Kids kissing their dad.Sometimes, I get jealous of how much my kids celebrate and fawn over my husband. I know it’s a terrible thing to feel, but it happens. Particularly when I am working so hard to make their lives fun, educational, varied, and full of joy, and it’s not to say he does not also do this. He wears them on his shoulders through endless hikes, has taught them how to ride a bike, fish, and make banana bread, and hunts for worms with them.

He’s a great father. But it isn’t the same. He isn’t in the kitchen guiding them through a cake-from-scratch for two hours only to have me arrive and take the glory.

These examples are endless. I will spend hours, sometimes days, curating an experience for them, and in their eyes, it’s “us” that made it happen. And because I am home with them, most of the time, he gets to swoop in and be Superdad, and I get to be “the old shoe,” as I affectionately call myself.

I can think of one time that it got the better of me. We were on a ski mountain, and anyone who has skied with kids knows that this is, in and of itself, a borderline inhumane scenario. The kids need a million layers; the boots are too stiff, the air is too cold, and the whining is relentless. I persevere with the patience of an anointed saint, even if it just means I’ll silent-cry into my goggles later (true story).

We finally arrive at a chair lift with only two seats.

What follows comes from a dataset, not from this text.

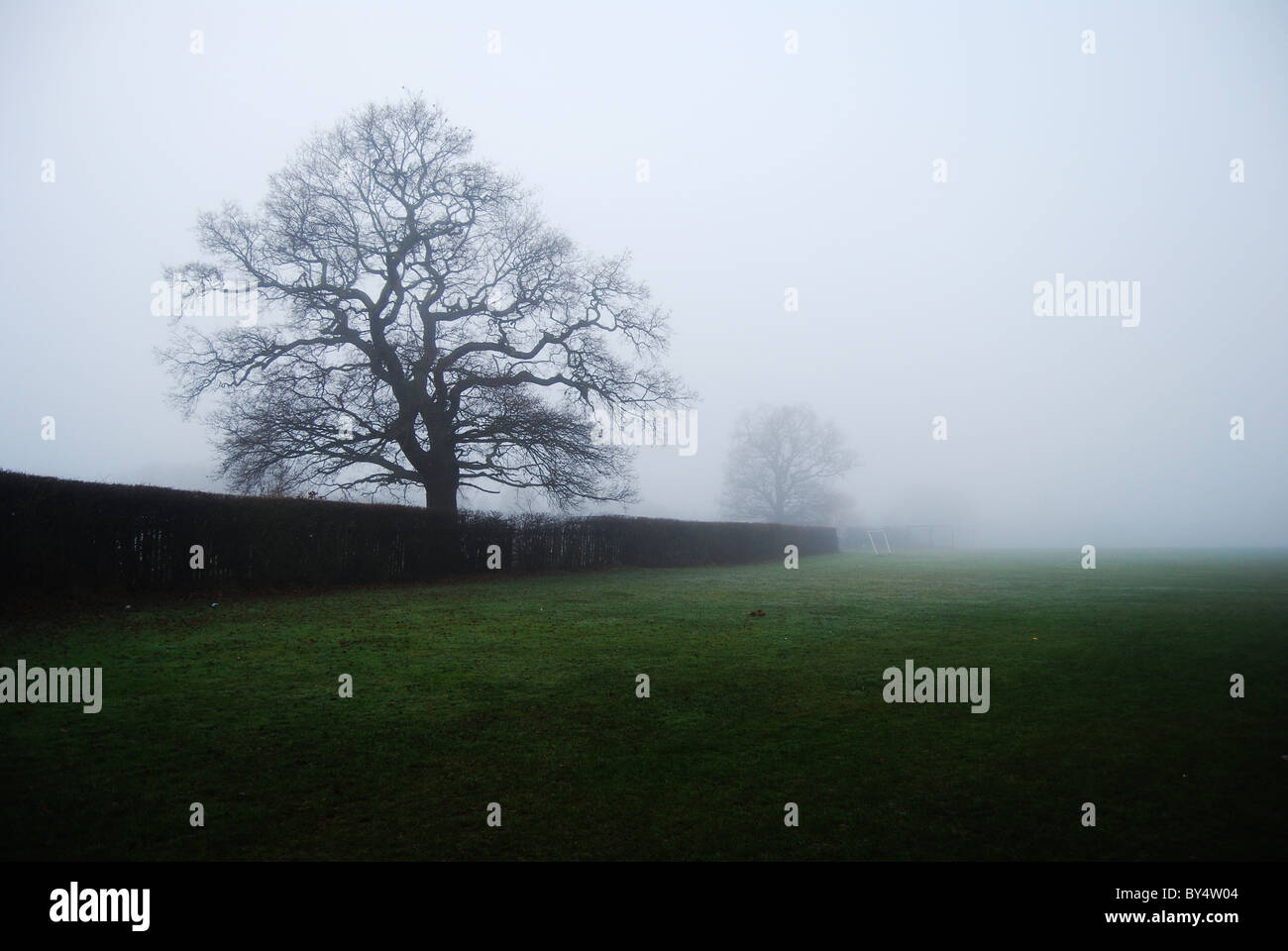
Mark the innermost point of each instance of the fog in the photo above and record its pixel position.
(768, 170)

The two girls couldn’t imagine riding with anyone BUT their dad, and I, in a very weak and broken moment, threw my hands up and shouted, “I’ll just go wait in the lodge since no one cares to ski with me.”

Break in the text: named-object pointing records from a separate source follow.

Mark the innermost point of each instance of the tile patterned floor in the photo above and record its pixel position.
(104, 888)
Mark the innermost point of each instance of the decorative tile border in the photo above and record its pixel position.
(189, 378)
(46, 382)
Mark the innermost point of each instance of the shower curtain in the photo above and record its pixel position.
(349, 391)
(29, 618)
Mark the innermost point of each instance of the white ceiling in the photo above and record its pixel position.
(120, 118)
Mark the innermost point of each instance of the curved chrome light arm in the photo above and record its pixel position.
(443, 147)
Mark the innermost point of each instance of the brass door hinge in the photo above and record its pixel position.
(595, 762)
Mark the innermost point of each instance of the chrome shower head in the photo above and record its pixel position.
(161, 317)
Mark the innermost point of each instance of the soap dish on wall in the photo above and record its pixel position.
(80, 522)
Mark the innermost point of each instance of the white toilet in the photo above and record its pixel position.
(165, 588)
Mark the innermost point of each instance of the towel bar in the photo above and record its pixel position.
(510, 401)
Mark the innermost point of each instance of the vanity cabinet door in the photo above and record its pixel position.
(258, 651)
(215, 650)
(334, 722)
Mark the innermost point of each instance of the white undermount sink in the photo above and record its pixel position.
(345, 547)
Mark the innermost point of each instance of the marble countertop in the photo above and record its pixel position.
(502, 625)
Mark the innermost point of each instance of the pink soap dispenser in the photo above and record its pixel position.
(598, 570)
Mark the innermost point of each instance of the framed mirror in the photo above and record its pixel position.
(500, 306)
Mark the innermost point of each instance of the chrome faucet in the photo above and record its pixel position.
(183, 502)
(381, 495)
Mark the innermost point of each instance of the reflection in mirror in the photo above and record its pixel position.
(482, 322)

This was not a proud moment for me. They are young children who love us both tremendously but get much more of me than him. I know this. But it stings when I’ve worked through something with them for hours, and all those efforts disappear when he walks in just in time for dinner.

It makes me feel like my efforts are invisible, and in many ways they are. Because they are young children, they are not supposed to know that I’m going above and beyond myself to bake, paint, read, or any of those things with and for them.

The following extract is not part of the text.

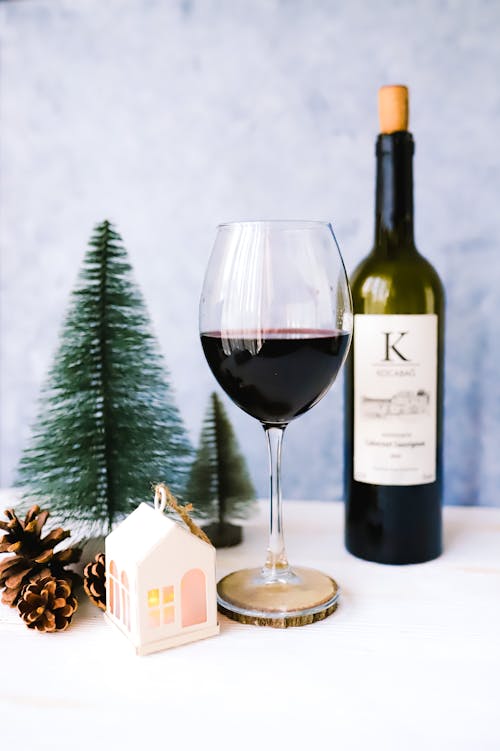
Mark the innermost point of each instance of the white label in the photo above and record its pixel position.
(395, 396)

I know it is positive that they can’t get enough of their other parent. I know it means that they’re well-loved by not one but two great parents. They’re so lucky. It’s not lost on me that this is a gift. I remind myself that becoming invisible to them when he arrives is also a gift. It means they are so well-loved by us both that they aren’t even thinking about how I might feel when it’s all about him. That’s the greatest accomplishment of my parenting so far: my kids don’t worry about me.

So, when the disappointment gets to me, I take a breather. I fill myself with gratitude instead.